To find the inverse of \(A\), we set up a new matrix made up of \(A\) and \(I\) next to each other with a line between them just to remind us where the separation is between the orignal matrices i.e. we write a rectangular matrix of the form \((A|I)\). Then we apply rules of row reduction until we obtain the form \((I|B)\). Then \(B = A^{-1}\). An example will make this method clearer.

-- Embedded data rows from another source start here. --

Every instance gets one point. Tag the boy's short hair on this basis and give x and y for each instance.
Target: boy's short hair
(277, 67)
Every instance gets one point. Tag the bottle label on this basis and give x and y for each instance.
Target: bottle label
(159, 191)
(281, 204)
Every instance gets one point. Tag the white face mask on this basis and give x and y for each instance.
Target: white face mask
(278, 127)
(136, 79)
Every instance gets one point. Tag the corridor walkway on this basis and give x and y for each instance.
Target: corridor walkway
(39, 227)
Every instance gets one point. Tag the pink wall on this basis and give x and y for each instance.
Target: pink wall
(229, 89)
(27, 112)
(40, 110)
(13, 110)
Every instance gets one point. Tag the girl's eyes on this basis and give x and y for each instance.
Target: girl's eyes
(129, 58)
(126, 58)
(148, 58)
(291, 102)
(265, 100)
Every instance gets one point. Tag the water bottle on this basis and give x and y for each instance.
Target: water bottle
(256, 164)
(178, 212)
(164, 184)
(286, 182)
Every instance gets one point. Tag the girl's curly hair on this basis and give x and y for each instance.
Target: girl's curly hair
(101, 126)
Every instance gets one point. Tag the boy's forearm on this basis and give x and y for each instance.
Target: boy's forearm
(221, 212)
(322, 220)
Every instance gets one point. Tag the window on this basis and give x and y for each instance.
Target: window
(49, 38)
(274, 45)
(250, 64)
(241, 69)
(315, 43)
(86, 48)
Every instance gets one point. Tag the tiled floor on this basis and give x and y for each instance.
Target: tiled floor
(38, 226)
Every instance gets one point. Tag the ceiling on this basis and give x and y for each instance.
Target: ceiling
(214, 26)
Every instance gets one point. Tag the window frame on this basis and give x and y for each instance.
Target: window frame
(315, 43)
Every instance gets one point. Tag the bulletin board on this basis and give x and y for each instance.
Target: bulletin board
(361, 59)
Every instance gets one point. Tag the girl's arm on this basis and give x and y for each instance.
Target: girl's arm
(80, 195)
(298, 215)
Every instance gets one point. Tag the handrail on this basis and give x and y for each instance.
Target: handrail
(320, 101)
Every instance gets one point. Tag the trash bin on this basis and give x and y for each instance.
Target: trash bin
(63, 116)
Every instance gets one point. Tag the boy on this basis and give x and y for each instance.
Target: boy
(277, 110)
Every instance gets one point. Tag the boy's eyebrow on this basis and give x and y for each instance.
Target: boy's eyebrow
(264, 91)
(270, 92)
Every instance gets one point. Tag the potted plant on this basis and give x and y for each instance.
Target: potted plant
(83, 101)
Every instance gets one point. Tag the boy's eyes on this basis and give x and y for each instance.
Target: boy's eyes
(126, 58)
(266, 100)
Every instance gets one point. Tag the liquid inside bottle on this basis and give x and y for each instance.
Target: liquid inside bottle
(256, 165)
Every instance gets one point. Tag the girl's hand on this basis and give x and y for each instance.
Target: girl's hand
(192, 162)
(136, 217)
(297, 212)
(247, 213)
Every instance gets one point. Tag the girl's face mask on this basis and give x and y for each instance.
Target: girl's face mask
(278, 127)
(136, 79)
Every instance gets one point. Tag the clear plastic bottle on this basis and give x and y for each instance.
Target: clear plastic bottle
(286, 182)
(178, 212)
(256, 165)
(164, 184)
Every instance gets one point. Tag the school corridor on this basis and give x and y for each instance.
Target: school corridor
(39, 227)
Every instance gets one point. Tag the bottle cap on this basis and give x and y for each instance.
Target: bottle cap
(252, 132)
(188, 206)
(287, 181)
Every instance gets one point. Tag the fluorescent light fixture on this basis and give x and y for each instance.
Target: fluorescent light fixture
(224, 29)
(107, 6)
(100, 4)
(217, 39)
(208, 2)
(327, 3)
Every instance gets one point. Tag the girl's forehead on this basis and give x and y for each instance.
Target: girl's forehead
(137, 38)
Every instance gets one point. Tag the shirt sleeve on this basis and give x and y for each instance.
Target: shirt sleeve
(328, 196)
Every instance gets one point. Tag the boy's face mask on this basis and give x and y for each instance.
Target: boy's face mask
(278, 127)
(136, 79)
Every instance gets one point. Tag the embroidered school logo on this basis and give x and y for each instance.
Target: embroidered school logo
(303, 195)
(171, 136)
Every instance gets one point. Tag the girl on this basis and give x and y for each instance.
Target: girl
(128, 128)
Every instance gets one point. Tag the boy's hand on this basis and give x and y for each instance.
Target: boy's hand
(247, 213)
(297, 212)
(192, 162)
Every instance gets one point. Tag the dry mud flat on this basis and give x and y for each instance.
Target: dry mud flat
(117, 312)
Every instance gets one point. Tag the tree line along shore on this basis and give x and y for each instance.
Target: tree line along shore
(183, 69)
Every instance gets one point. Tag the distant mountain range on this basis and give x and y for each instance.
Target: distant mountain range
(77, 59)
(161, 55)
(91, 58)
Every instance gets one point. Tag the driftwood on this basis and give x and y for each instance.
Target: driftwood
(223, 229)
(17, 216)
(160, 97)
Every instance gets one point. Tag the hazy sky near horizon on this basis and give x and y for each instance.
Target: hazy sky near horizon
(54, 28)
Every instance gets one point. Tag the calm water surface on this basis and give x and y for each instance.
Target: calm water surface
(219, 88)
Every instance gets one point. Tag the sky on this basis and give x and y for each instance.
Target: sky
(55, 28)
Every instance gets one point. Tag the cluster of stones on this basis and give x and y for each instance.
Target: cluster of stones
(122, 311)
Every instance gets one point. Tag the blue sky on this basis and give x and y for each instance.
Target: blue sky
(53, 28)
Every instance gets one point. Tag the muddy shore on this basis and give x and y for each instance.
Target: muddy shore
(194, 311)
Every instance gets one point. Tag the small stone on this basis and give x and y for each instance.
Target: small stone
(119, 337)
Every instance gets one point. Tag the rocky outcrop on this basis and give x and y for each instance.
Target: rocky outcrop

Suppose we have a matrix \(A\) with

\[\begin{split} \begin{aligned} A = \begin{pmatrix} 1 & 3 \\ 2 & 7 \end{pmatrix}\, . \end{aligned} \end{split}\]

Row reduction proceeds as follows: first we remove twice the first row from the second row and then we remove three times the second row from the first row i.e.

\[\begin{split} \begin{aligned} \left( \begin{matrix} 1 & 3 \\ 2 & 7 \end{matrix} \left\vert \begin{matrix} 1 & 0 \\ 0 & 1 \end{matrix} \right. \right) \xrightarrow{r_2 \to r_2 - 2 r_1} \left( \begin{matrix} 1 & 3 \\ 0 & 1 \end{matrix} \left\vert \begin{matrix} 1 & 0 \\ -2 & 1 \end{matrix} \right. \right) \xrightarrow{r_1 \to r_1 - 3 r_2} \left( \begin{matrix} 1 & 0 \\ 0 & 1 \end{matrix} \left\vert \begin{matrix} 7 & -3 \\ -2 & 1 \end{matrix} \right. \right) \end{aligned} \end{split}\]

where \(r_j\) denotes the \(j^{\rm th}\) row. The inverse of \(A\) is therefore

\[\begin{split} \begin{aligned} A^{-1} = \begin{pmatrix} 7 & -3 \\ -2 & 1 \end{pmatrix}\, . \end{aligned} \end{split}\]

You can check that indeed \(A^{-1} A = I\).